Profile: Norman Parish (1937-2013)

Norman Parish was an American artist and art dealer. He was the founder and director of the Parish Gallery (founded in 1991 in the Georgetown neighborhood of Washington, DC.

Education

Parish studied at the Art Institute of Chicago and the University of Chicago.

Early life and artwork

Early in his career as an artist in Chicago, Parish was part of a politically active group of African American artists in Chicago, some of whom were later part of the AfriCOBRA(African Commune of Bad Relevant Artists) group founded in 1968 by artists Wadsworth Jarrell and Jeff Donaldson, who both taught at Howard University. In the late 1960s, Parish and more than a dozen politically active African American artists in Chicago created a then controversial mural, known as The Wall of Respectin Chicago’s South Side which 40 years later is now “credited with sparking the creation of other ethnic murals around the world.” The mural was also celebrated by the Pulitzer Prize-winning poet Gwendolyn Brooks in one of her poems: “The Wall.”

Parish moved to Washington, DC in 1988 and opened the Parish Gallery in 1991. “It’s because I found out how many artists there were that needed support,” says Norman. “They were good, really good. But they needed someone to help get their work out into the world”, he recalled in an interview in 2013.
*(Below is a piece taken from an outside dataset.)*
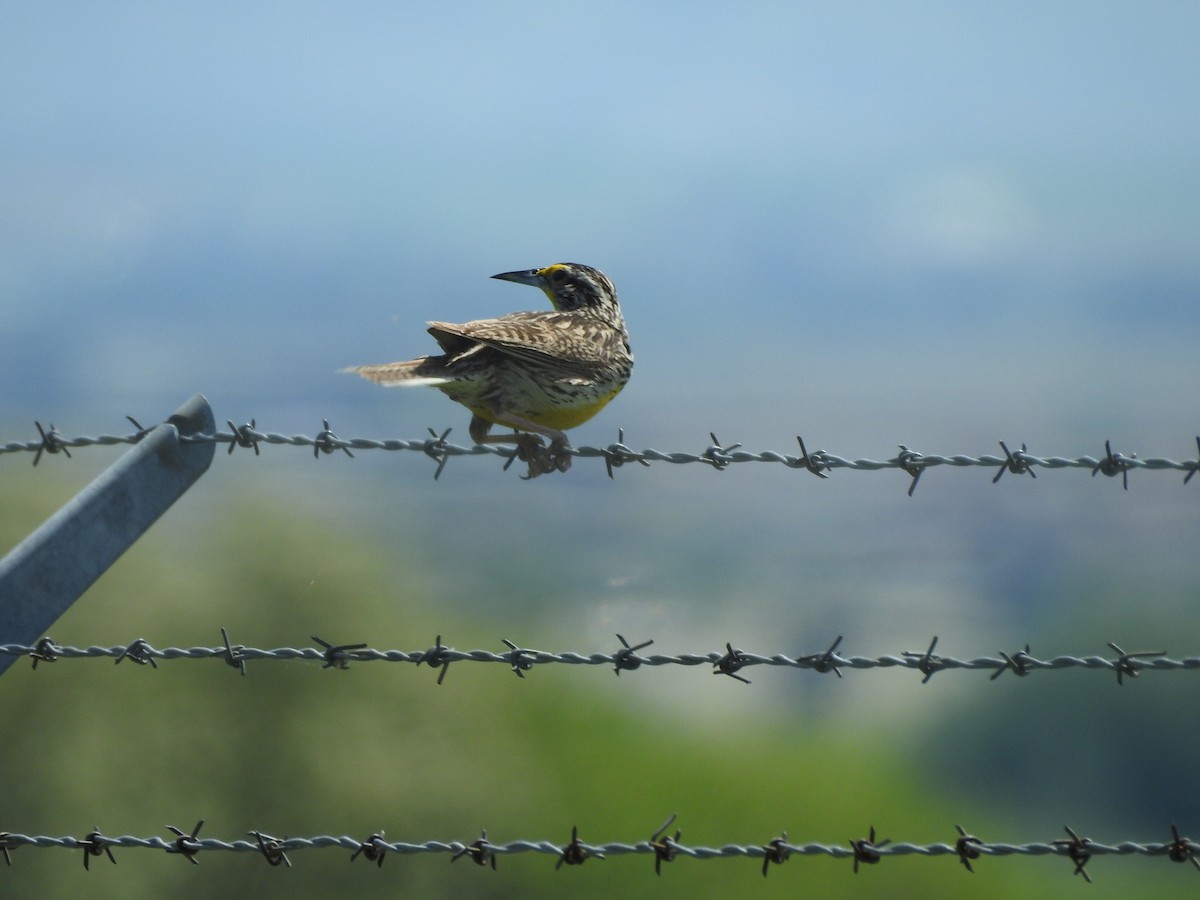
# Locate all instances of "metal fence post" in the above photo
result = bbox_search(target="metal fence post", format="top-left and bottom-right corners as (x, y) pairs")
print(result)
(0, 394), (216, 673)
“At first, a lot of the artists we featured I knew from art school,” he added in the same interview. “But around 93 and 94, other artists just started coming to me. These were artists missing opportunities because nobody was looking out for them, nobody was out there promoting their work.”

Parish Gallery

Norman Parish’s Georgetown gallery “became one of the country’s best-known black-owned art galleries, with a focus on works by African Americans and other artists of what is known as the African diaspora.”